Congrats to all the other ladies xx


----------



## vaniilla

welcome to first tri pixiepower :)


----------



## Sparkly

Congrats pixiepower x


----------



## jkbmah

hi all, by my calculations, last period started n 24th Jan - which gives me a due date of 1st Nov!! - not had anything confirmed by docs yet. hoping its not chemical......


----------



## carla1234

How is everyone doing? Any new symptoms?

I am feeling fine except feeling a little queasy but not actually sick yet.

I definetly am urinating a lot more.

Called my doc to make an appt (I have some other things to discuss as well and I was going to make an appt anyways).


----------



## petitpas

Wow sparky - so pleased for you! Congratulations!!! :hugs:

Had my first midwife appointment today! Not a proper booking in (that's in two weeks time), but just put me on the system and started things so that I can see a consultant etc. as I had a few medical problems. Loads of forms, basically, and I have an appointment for a scan 28th April. :happydance:

Oh, is anyone else having the weirdest dreams about babies?


----------



## rowleypolie

carla1234 said:


> How is everyone doing? Any new symptoms?
> 
> I am feeling fine except feeling a little queasy but not actually sick yet.
> 
> I definetly am urinating a lot more.
> 
> Called my doc to make an appt (I have some other things to discuss as well and I was going to make an appt anyways).

new symptoms...
queasy stomach
very tired
boobs hurt! hahaha

updated!


----------



## SunnySkies

Hello! :wave: Can I please join? Got my bfp on Saturday, not sure of the exact due date but I've calculated Nov. 7th. Hoping this one sticks, we had a mc just over a year ago.
Can't wait to meet you all!


----------



## Autumnbabe

Just got back from my docs appointment - she was so lovely and v thorough too! I think she was glad i ended her day in a positive way rather than coughing on her. Just got to wait for midwife to call now with all other info and to get screening test booked in between 11-13 weeks. I think i might have to tell a few people before then tho!
Only symptom really is tiredness.
Congrats new ladies!


----------



## vaniilla

welcome to first tri sunnyskies :hugs: 

my symptoms today are feeling really sick at the smell of casserole, not sure if that's a symptom but I was retching at the smell of beef casserole

I've been having killer boobs all day again

I've been getting af cramps on off

and I feel like I'm about to drop off but its only 8:30 

Thats me updated :)


----------



## MrsWez

I got my :bfp: yesterday and have a EDD of November 6th. I'm feeling okay.
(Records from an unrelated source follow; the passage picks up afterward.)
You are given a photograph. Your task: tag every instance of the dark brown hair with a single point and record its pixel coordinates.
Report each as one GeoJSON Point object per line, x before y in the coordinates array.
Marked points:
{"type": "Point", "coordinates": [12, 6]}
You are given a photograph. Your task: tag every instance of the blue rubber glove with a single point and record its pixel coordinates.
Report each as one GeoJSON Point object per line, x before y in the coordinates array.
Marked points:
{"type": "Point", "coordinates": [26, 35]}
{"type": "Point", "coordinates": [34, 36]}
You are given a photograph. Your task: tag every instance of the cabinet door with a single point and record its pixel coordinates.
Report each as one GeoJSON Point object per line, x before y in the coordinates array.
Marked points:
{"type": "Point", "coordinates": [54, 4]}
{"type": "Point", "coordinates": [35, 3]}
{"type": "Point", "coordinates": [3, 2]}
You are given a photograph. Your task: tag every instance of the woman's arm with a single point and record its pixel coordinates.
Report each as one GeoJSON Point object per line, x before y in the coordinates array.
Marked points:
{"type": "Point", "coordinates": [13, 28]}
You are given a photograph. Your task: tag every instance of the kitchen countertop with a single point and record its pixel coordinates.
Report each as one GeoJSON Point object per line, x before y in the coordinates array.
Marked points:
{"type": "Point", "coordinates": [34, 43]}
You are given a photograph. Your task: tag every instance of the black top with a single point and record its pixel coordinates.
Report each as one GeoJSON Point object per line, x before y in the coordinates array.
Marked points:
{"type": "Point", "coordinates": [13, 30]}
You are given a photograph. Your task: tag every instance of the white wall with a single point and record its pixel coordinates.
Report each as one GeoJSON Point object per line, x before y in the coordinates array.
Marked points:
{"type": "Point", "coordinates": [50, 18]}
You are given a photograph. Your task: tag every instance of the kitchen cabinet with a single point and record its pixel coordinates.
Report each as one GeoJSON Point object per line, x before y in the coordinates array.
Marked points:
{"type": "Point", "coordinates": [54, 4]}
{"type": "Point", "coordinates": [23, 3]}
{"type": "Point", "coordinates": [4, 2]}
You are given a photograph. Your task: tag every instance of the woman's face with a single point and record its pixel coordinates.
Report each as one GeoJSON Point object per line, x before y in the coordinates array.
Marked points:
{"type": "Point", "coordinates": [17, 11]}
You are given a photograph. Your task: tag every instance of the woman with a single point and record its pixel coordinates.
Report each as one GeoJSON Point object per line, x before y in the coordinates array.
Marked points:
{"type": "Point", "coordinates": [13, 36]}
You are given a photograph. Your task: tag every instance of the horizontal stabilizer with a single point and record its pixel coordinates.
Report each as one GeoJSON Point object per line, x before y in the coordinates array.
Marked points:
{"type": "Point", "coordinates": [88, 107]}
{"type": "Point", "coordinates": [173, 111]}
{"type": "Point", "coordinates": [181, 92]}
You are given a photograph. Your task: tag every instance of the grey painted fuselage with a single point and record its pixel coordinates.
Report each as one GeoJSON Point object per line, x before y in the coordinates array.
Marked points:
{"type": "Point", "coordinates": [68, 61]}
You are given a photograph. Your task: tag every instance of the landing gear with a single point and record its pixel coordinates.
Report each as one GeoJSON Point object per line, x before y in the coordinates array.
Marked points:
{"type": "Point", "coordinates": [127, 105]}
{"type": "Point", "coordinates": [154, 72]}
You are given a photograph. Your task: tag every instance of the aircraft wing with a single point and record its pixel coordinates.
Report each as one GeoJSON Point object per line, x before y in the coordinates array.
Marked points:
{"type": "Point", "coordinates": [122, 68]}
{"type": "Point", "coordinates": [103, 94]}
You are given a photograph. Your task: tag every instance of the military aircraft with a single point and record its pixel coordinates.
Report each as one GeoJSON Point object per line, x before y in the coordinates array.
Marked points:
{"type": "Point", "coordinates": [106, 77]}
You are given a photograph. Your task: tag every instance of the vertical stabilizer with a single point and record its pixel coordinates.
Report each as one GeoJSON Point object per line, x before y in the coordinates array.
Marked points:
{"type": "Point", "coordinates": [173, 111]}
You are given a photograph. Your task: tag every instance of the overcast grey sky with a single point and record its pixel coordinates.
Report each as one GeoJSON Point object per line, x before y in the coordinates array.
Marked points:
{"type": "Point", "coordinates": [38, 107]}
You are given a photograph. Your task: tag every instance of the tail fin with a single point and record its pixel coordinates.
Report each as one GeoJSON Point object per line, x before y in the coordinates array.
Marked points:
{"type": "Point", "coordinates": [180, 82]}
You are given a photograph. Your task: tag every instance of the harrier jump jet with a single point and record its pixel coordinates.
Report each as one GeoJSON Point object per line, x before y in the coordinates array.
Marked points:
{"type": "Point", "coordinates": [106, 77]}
So far I've been really tired, headaches, sore BBS, peeing constantly and HUNGRY.


----------



## rowleypolie

updated!

totally poas again today because i started worrying that this might just be a chemical pregnancy....i had a MC in sept so i worry about every little thing! but the lines are much darker than when i tested a few days ago and af would have been due today! so i guess my worry is over! i need to take a decent pic of a test for the baby book!

dh said i need to try to connect with the baby because i am trying not to...anyone else feel this way after a MC?


----------



## SunnySkies

rowleypolie, I know the feeling. I was wild with excitement the first time, but with this one I'm quite a bit more cautious and afraid that it will end in mc again. DH and I had a nice talk about it last night and I feel somewhat better :)


----------



## rowleypolie

SunnySkies said:


> rowleypolie, I know the feeling. I was wild with excitement the first time, but with this one I'm quite a bit more cautious and afraid that it will end in mc again. DH and I had a nice talk about it last night and I feel somewhat better :)

i am also being extra cautious! havent been swimming in a few weeks...we live in hawaii and i usually take DD every week! havent been to the gym to workout, havent done a ton of bding. kind of being lazy so i dont hurt the little bean....been watching a bunch of baby shows :haha:


----------



## pixiepower

hey roliepolie,
just wanted to send you some :hugs: I've had a couple of chemicals and a still birth, I promised i wouldnt test early and of course I have:dohh:. and i will panic until af date passes no doubt. But i wanted to say that on the up side i have had 3 beautiful children and you have your gorgeous DD, so we know our bodies do work how they are supposed to. Lots of PMA for you honey, those lines are doing what they are supposed to, as our mine. Dont be afraid to swim or do what you normally do, your body is used to the exercise and it may even help you to relax. The bonding will come in its own time, the first scan is always a biggie.
more :hugs: and we will see those gorgeous bundles come November xx


----------



## pixiepower

wanted to say as well welcome to all the new moms to be, looking forward to getting to know all of you xx


----------



## Sparkly

Welcome to the new ladies, and congrats on your :bfp:

new symptoms are, overwhelming tiredness for the last couple of days, and I keep weeping!! For no reason whatsoever!! my sense of smell is so heightened, especially in the mornings, that when I was sorting laundry earlier, the smell of the washing powder turned my stomach!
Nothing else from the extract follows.